Marie Dasylva : "Face au harcèlement, je crois à la nécessité de l’autodéfense"

11 mars 2022 à 11:23Temps de lecture5 min
Par Adeline Thollot pour Les Grenades

Coach, entrepreneuse, podcasteuse et à présent autrice, Marie Dasylva est une véritable figure d’empouvoirement (traduit de l’anglais empowerment). Depuis maintenant plus de trois ans, son agence Nkaliworks, située à Paris, met en place des stratégies de survie au travail pour les personnes racisées. Via un accompagnement individuel, mais aussi à travers des coachings de groupe, l’agence permet de développer de véritables armes d’autodéfense. Nous l'avons rencontrée à l'occasion de sa venue au Same Festival.

Prendre conscience

Travailleuse dans le milieu de la mode pendant plus de dix ans, Marie Dasylva se fait licencier en 2015. Suite à cela, elle tombe en dépression. Prenant conscience du harcèlement et du racisme auxquels elle a dû faire face sur son lieu de travail pendant de nombreuses années, Marie Dasylva décide de monter son agence de coaching. De son expérience personnelle, elle a tiré beaucoup d’enseignements qui lui permettent de venir en aide aux personnes qui la contactent, souvent dans l’urgence, parce que les discriminations vécues au travail sont devenues insupportables.

Dans son livre "Survivre au taf", sorti en janvier 2022, aux éditions Les Daronnes, Marie Dasylva présente neuf personnes aux parcours différents.

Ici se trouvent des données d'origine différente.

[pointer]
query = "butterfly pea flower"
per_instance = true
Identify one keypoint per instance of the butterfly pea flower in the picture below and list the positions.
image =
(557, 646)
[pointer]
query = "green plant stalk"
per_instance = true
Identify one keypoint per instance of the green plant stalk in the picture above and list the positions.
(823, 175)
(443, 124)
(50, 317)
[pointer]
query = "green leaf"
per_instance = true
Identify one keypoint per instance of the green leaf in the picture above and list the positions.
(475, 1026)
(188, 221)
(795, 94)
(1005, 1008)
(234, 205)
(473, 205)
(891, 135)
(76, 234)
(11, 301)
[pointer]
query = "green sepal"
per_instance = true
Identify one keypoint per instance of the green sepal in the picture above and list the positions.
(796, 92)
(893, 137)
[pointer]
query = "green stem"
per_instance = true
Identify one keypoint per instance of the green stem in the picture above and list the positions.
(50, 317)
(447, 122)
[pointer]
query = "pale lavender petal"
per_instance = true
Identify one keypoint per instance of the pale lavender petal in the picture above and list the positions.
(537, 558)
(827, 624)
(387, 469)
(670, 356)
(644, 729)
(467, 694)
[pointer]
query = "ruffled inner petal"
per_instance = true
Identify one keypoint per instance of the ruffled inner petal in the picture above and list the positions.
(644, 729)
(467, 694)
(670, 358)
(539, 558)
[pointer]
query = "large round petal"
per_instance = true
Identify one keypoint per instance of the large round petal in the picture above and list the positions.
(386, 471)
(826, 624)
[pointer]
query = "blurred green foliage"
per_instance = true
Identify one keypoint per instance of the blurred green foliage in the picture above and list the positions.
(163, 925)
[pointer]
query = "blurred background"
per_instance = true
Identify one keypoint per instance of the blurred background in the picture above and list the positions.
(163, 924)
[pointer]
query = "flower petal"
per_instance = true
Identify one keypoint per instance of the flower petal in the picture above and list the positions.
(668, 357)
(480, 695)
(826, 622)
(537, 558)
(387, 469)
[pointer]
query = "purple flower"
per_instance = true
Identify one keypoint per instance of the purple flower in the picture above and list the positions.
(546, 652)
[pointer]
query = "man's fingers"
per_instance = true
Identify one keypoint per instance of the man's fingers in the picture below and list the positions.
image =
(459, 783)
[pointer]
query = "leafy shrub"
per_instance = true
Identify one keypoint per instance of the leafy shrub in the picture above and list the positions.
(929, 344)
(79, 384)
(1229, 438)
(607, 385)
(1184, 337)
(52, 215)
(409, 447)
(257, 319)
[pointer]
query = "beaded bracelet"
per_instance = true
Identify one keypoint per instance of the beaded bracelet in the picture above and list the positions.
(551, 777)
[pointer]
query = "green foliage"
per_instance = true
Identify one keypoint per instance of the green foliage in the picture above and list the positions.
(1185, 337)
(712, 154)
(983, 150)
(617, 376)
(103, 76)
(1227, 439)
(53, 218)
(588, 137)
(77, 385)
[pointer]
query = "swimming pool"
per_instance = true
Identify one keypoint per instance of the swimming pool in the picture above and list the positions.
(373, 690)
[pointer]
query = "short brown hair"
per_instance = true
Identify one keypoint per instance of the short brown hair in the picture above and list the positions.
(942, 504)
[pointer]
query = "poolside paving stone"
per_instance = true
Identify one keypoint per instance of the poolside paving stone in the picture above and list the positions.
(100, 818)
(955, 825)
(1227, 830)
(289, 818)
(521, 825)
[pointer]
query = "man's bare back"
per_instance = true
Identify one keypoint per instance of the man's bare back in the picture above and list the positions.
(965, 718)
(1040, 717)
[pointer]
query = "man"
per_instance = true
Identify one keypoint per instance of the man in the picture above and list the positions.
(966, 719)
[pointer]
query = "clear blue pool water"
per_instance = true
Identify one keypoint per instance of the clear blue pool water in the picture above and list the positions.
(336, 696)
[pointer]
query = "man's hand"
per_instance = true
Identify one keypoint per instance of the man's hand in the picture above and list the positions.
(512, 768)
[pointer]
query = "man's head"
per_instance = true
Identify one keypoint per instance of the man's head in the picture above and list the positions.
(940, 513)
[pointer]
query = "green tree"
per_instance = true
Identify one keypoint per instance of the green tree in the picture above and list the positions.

Les récits relatés ont en commun la dureté des épreuves traversées. Que le racisme soit décomplexé ou prenne des formes plus insidieuses, il engendre des conséquences dévastatrices sur la confiance en soi.

Le fait d’être la seule personne racisée dans son espace de travail est déjà une violence, puisque la personne minorisée doit sans cesse justifier sa présence dans le milieu. À cela, peuvent s’ajouter les remarques blessantes, le harcèlement ou l’humiliation. Pour Marie Dasylva, un des premiers pas pour sortir la tête de l’eau est de poser des mots sur son vécu : "Les discriminations, il faut les visibiliser pour soi. Il ne faut pas avoir peur de prononcer les mots 'j’ai été victime de racisme'. Ce qui vous remet sur la voie, c’est ce que vous ressentez : il y a des signaux que l’on ne peut ignorer. L’appréhension que vous avez en passant votre badge à l’entrée de votre lieu de travail ou les insomnies qui vous empêchent de dormir, elles, ne mentent pas".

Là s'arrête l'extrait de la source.